I remember hearing years ago about astronomers discovering Jupiter to be a massive radio source. Many hypothesized it was a star in the early stages of birth. I always thought it was more likely the other way around: a star that had once been.

Didn’t the Greek myth recount Zeus [Jupiter] overthrowing his father, Chronos [Saturn], and “tying him up with chords all around him”. Now how the heck did they know Saturn had rings? Could someone back then have actually witnessed Jupiter somehow spinning the rings around Saturn?

And what the heck could that mean? How could Jupiter have ever gotten close enough to interact with Saturn? Modern science scoffs at the notion.

But the ancient eyewitnesses were too terrified to scoff at what they saw unfolding over their heads. That modern researchers refuse to examine the record does not in any way lessen the possibility that such events occurred.

We may never know what the ancients were talking about… unless it happens again…

And could this be something along the lines of what the Maya were talking about?

Why does man seem to have had an obsession with the Sun LEAVING?

December 3, 2009

Many theorists say it is because the sun sets everyday and the ancients were so stupid they did not know that it rose again every morning. Somehow, I can’t buy that theory. They seem to think our ancestors were mentally challenged on even the smallest of issues.

There had to have been some incident which caused them to worry about the Sun NOT returning. And I doubt if it was just one man worrying through what seemed a very long night and getting his neighbors worried as well. Rather, I think they would have chided him for his silly doubts: of course the Sun will rise in the morning. What are you? Some kind of nut case?

The returning of the Sun at the winter solstice (as well as the summer solstice), the “rebirth” of the Sun every 52 years (for the Mayans and Aztecs), all had to have some profound occurrence in the past to cause people to worry that the Sun would NOT turn around and come back.

Until something bad happens, you normally don’t prepare against it.

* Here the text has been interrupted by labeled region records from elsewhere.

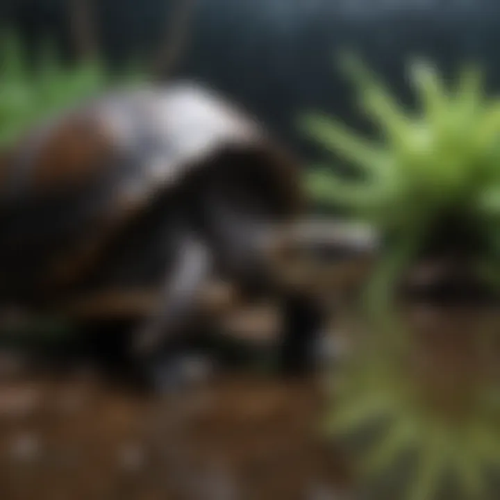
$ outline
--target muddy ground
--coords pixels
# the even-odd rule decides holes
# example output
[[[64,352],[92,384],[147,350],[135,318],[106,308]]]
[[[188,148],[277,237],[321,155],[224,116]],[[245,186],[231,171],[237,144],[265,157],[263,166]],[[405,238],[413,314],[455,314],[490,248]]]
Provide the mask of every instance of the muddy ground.
[[[484,319],[463,308],[412,314],[422,331],[447,335]],[[349,483],[345,457],[318,433],[317,376],[226,368],[160,397],[88,358],[58,369],[19,359],[0,356],[2,500],[333,500]]]

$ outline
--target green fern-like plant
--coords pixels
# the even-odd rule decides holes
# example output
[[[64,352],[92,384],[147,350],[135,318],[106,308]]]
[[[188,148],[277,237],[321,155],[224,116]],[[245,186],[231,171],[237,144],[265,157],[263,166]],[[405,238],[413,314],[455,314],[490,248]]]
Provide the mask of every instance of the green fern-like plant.
[[[456,336],[445,335],[440,350],[432,342],[422,348],[399,317],[394,322],[392,306],[397,281],[445,214],[473,222],[485,244],[478,262],[490,276],[498,269],[500,101],[485,94],[477,69],[465,68],[457,85],[444,85],[434,67],[417,62],[411,75],[421,106],[410,111],[359,60],[343,64],[380,137],[360,137],[324,115],[306,117],[308,133],[360,174],[347,180],[324,168],[308,185],[314,197],[343,206],[387,240],[368,285],[377,321],[333,376],[326,431],[347,441],[363,498],[492,500],[499,495],[492,478],[500,478],[500,392],[481,361],[487,337],[479,327],[468,332],[462,356],[453,358]],[[454,496],[443,496],[450,484]]]
[[[0,147],[15,140],[34,123],[103,92],[111,85],[142,83],[148,75],[131,66],[115,78],[99,58],[66,67],[55,46],[44,47],[40,69],[30,70],[19,38],[0,33]]]
[[[337,374],[324,430],[353,456],[363,498],[498,498],[498,381],[481,377],[480,370],[464,376],[459,365],[455,369],[447,382],[451,397],[439,370],[424,381],[401,352],[358,352]],[[429,384],[437,385],[434,399],[426,397]]]
[[[500,99],[485,94],[480,71],[464,68],[458,85],[445,85],[424,61],[410,66],[419,98],[410,111],[353,56],[342,67],[358,90],[362,110],[380,133],[363,138],[324,114],[309,114],[301,126],[357,169],[347,180],[330,167],[312,170],[312,197],[342,207],[390,239],[369,287],[373,312],[387,317],[395,283],[444,214],[461,214],[481,228],[486,249],[484,276],[498,276],[500,233]]]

As children we learn through trial and error and most of us have scars on the knees because of this. We learn to be more careful, we learn to prepare, and we learn to watch out for the “warning signs” of something bad about to happen.

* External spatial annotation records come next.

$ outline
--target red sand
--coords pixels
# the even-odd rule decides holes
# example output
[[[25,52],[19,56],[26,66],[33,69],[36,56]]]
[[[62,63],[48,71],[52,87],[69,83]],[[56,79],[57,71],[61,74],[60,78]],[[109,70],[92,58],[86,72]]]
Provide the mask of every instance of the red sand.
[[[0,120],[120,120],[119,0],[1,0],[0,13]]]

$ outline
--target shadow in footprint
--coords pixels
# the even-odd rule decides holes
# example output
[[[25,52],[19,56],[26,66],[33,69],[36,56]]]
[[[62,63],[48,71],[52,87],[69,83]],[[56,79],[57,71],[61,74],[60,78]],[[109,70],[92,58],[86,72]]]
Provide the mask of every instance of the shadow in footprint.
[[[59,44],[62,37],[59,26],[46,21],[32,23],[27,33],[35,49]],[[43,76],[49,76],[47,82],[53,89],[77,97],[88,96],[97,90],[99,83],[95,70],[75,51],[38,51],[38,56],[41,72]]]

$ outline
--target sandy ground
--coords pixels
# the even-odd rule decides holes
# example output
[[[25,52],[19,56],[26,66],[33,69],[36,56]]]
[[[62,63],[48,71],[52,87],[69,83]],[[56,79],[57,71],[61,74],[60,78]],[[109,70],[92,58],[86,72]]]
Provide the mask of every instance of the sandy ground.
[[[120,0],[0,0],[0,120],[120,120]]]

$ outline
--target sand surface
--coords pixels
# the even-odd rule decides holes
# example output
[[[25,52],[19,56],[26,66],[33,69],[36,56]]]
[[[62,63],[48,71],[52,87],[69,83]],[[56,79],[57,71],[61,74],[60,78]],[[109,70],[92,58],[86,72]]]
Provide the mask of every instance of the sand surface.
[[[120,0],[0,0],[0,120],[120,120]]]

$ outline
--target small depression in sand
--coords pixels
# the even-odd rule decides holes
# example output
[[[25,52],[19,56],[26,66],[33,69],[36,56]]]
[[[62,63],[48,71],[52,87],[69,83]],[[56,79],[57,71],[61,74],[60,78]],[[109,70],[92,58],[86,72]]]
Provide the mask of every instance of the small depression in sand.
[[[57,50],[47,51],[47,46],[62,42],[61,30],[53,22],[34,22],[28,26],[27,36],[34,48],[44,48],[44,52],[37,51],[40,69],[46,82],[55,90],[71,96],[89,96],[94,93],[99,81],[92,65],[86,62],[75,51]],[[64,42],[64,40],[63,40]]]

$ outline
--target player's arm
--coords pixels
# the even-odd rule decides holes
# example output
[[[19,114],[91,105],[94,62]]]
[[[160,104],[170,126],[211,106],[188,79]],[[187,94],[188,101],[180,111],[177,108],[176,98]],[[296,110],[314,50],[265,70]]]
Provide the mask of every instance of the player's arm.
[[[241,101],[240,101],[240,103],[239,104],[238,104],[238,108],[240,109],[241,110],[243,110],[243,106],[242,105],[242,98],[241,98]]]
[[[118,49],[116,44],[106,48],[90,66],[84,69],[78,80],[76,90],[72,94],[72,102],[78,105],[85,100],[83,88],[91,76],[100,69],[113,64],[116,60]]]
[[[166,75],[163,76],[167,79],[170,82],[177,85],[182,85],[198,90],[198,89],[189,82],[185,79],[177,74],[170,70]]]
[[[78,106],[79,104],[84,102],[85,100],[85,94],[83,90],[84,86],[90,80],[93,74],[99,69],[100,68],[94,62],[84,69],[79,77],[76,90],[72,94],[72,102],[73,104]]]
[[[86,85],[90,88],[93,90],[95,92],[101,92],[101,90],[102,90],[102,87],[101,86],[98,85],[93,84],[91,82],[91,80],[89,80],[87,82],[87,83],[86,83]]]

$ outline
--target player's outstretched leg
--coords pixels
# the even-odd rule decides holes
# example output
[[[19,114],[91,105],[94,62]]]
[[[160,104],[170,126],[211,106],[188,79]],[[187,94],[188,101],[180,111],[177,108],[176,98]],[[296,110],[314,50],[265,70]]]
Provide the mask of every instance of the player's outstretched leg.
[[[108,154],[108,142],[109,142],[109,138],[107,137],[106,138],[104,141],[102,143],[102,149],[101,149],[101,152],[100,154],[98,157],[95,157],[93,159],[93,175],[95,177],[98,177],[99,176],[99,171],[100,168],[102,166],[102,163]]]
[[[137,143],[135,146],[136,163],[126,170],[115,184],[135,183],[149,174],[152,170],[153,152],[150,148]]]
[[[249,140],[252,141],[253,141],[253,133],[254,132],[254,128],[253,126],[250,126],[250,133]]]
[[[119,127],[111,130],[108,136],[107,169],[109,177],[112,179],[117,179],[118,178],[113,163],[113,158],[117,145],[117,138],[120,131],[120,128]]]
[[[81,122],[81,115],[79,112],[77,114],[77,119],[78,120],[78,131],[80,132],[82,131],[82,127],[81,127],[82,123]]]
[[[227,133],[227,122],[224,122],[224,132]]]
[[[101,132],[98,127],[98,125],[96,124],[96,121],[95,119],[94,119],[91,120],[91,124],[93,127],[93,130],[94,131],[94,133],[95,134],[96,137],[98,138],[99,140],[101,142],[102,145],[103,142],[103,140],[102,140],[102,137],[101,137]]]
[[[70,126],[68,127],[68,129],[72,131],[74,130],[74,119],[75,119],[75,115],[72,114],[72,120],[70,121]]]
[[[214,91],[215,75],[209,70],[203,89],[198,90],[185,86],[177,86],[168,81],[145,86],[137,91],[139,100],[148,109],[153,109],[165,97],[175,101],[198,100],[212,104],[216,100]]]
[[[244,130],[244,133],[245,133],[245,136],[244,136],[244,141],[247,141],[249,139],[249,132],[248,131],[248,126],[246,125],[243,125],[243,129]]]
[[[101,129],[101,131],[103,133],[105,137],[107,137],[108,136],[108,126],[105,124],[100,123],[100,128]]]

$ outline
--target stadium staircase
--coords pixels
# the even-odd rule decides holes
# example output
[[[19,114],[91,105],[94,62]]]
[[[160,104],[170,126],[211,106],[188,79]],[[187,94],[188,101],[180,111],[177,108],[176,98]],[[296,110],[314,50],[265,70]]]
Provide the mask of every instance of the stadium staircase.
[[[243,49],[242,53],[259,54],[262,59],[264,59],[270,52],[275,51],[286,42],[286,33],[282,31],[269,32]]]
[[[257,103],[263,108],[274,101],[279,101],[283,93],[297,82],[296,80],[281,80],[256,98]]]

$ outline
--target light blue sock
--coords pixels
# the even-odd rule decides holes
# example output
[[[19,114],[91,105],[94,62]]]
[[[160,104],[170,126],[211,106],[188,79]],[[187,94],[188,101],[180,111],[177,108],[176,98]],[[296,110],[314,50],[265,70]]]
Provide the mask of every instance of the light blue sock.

So what could have happened to make the ancients so anxious about watching the Sun’s “movements”? What bad thing had happened to cause them to watch for some sign that the Sun was NOT going to resume it’s normal behavior?

If you answer it was only because of the night falling and worrying about the sunrise, you may have some serious issues, but I don’t our ancestors had them. They lived more in tune to the seasons and the cycles of the Earth than we moderns do. That cannot seriously be considered an issue for them.

Something else must have happened. And an analysis of the worried NEED for observation shows that it must have been something very dire: such as the departure of the Sun.

Astrophysicists would say “impossible!” as they “know” the Sun has been unchanged for billions of years. And how do they “know” this? By studying the last couple of centuries and then using mathematics to prove that it has never changed. “Numbers don’t lie!” they tell us. Obviously, they have never studied accounting, or participated in assembling statistical surveys on public opinion. Other than politicians, I think numbers can lie better than any other form of data.

The history of science proves that.

Historians would have us believe that the ancient druids (or whoever) spent millions of work-hours constructing a observatory on the plains of Wiltshire from stones quarried hundreds of miles away (not the local stuff — it wouldn’t do) and then dragged to the site. And it wasn’t completed all at once, either. After the primary stones were cut and stood, and the lintels cut and lifted to the tops, an outer circle of stones was constructed, torn down, revised, reconstructed, and revised yet again. Why all this intense effort just to assure themselves that the Sun would return from the solstice?

Could the Sun actually have gone away at one time?

Let’s assume for a moment that it HAD. Could that be the reason for the repeated ice ages in our past? And what else could it mean? Hmmm.